The original sending SE proposed a Disconnected type for the stdlib, which would translate sending into ~Copyable & Sendable and back again; something like:

public struct Disconnected<Value: ~Copyable>: ~Copyable, @unchecked Sendable { // swiftlint:disable:this unchecked_sendable
    private nonisolated(unsafe) var value: Value

    public init(_ value: consuming sending Value) {
        self.value = value
    }

    public consuming func consume() -> sending Value {
        value
    }

    public mutating func swap(_ other: consuming sending Value) -> sending Value {
        let result = self.value
        self = Disconnected(other)
        return result
    }

    public mutating func take() -> sending Value where Value: ExpressibleByNilLiteral {
        let result = self.value
        self = Disconnected(nil)
        return result
    }

    public mutating func withValue<R: ~Copyable, E: Error>(
        _ work: (inout sending Value) throws(E) -> sending R
    ) throws(E) -> sending R {
        try work(&self.value)
    }
}

Writing it yourself obviously violates your "no unsafe code" maxim, but it is probably the piece you need.

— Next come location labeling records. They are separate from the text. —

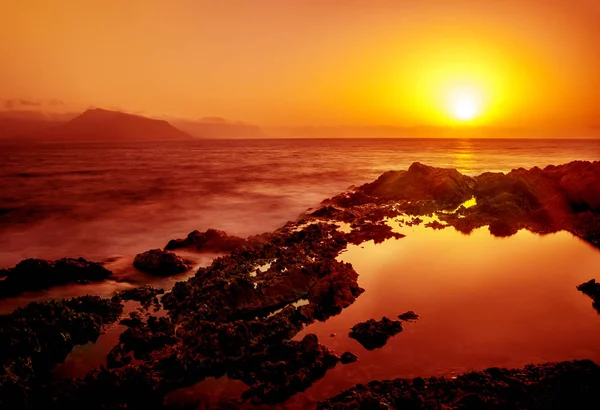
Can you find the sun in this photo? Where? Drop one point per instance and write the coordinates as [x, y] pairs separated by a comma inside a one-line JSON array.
[[464, 104]]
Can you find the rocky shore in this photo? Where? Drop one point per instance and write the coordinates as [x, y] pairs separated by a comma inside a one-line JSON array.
[[238, 316]]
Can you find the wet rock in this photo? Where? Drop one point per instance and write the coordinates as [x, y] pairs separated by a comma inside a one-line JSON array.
[[408, 316], [435, 225], [422, 182], [327, 211], [34, 338], [591, 288], [284, 370], [39, 274], [370, 231], [212, 240], [146, 295], [336, 287], [161, 263], [553, 385], [141, 340], [348, 357], [134, 320], [373, 334]]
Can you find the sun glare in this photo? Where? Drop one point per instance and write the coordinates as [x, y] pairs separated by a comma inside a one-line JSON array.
[[464, 104]]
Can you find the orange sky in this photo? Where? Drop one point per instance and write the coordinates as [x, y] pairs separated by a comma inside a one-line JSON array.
[[310, 62]]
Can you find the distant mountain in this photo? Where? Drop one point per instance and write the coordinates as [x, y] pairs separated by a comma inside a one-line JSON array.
[[16, 123], [218, 128], [104, 125]]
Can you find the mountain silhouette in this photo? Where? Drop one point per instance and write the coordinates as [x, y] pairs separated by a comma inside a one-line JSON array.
[[104, 125]]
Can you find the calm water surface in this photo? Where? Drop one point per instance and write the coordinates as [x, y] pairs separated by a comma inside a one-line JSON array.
[[484, 302], [101, 200]]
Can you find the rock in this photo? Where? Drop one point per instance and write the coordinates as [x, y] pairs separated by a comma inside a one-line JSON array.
[[39, 274], [373, 334], [212, 240], [283, 370], [161, 263], [408, 316], [369, 231], [35, 338], [348, 357], [553, 385], [591, 288], [146, 295], [141, 340], [422, 182], [435, 225]]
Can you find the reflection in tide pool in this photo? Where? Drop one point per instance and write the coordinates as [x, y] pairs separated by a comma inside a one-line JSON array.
[[483, 301]]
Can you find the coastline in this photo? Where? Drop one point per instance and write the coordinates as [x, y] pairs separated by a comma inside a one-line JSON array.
[[239, 315]]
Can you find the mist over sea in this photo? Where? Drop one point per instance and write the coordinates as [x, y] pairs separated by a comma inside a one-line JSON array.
[[101, 200]]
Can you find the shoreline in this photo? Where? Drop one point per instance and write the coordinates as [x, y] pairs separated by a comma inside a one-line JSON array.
[[232, 316]]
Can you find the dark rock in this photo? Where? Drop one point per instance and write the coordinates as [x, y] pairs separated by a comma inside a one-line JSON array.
[[33, 339], [141, 340], [553, 385], [285, 369], [591, 288], [408, 316], [146, 295], [422, 182], [39, 274], [212, 240], [370, 231], [435, 225], [348, 357], [161, 263], [373, 334]]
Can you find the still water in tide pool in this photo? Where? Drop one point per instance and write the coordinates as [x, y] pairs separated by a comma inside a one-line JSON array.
[[99, 200], [483, 301]]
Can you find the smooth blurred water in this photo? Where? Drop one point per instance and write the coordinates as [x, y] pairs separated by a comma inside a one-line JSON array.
[[99, 200]]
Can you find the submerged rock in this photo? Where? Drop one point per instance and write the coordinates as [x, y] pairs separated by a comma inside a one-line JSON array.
[[378, 233], [421, 182], [146, 295], [284, 370], [161, 263], [591, 288], [35, 338], [39, 274], [233, 318], [212, 240], [348, 357], [408, 316], [565, 385], [373, 334]]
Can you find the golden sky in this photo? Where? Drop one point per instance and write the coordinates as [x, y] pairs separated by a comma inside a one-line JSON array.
[[309, 62]]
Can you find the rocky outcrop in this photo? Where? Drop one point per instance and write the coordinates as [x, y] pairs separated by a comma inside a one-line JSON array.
[[39, 274], [421, 182], [572, 385], [373, 334], [408, 316], [161, 263], [212, 240], [376, 232], [146, 295], [285, 369], [348, 357], [237, 318], [35, 338]]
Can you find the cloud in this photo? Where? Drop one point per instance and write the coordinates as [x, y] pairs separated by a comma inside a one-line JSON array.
[[20, 103]]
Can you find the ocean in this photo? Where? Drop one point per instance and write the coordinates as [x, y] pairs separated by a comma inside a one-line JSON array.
[[103, 200]]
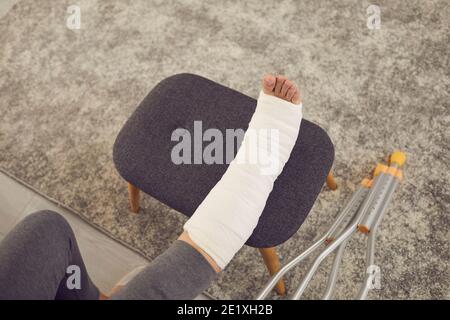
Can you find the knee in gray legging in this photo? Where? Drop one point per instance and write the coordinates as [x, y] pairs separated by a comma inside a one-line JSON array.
[[34, 257], [46, 226]]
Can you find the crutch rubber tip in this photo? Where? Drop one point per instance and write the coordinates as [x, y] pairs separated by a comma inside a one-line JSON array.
[[363, 229], [380, 168], [398, 158]]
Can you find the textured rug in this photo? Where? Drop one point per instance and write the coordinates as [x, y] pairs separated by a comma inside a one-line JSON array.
[[64, 95]]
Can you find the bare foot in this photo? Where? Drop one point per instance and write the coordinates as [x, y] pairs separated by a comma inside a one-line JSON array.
[[282, 88]]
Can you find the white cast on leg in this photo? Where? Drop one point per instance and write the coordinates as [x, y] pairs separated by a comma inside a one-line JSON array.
[[228, 215]]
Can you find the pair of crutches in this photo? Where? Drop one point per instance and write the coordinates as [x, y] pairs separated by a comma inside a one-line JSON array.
[[362, 213]]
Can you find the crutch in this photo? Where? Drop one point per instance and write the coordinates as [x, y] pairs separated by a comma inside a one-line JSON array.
[[363, 211], [391, 175]]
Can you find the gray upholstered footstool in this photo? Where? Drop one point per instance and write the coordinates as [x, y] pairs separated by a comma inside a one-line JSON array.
[[142, 155]]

You can already use Mutex to provide this functionality, though (you could use Mutex to make an inefficient but all-safe implementation of Disconnected).

All provided you don't run afoul of Can't send into Mutex · Issue #81546 · swiftlang/swift · GitHub or Can't forward `inout sending` argument to another function · Issue #82553 · swiftlang/swift · GitHub though! sending is pretty broken.

9 Likes

@John_McCall I'm not sure how to incorporate your claimProducts() and setProducts() approach into the code of my sample project. Can you elaborate?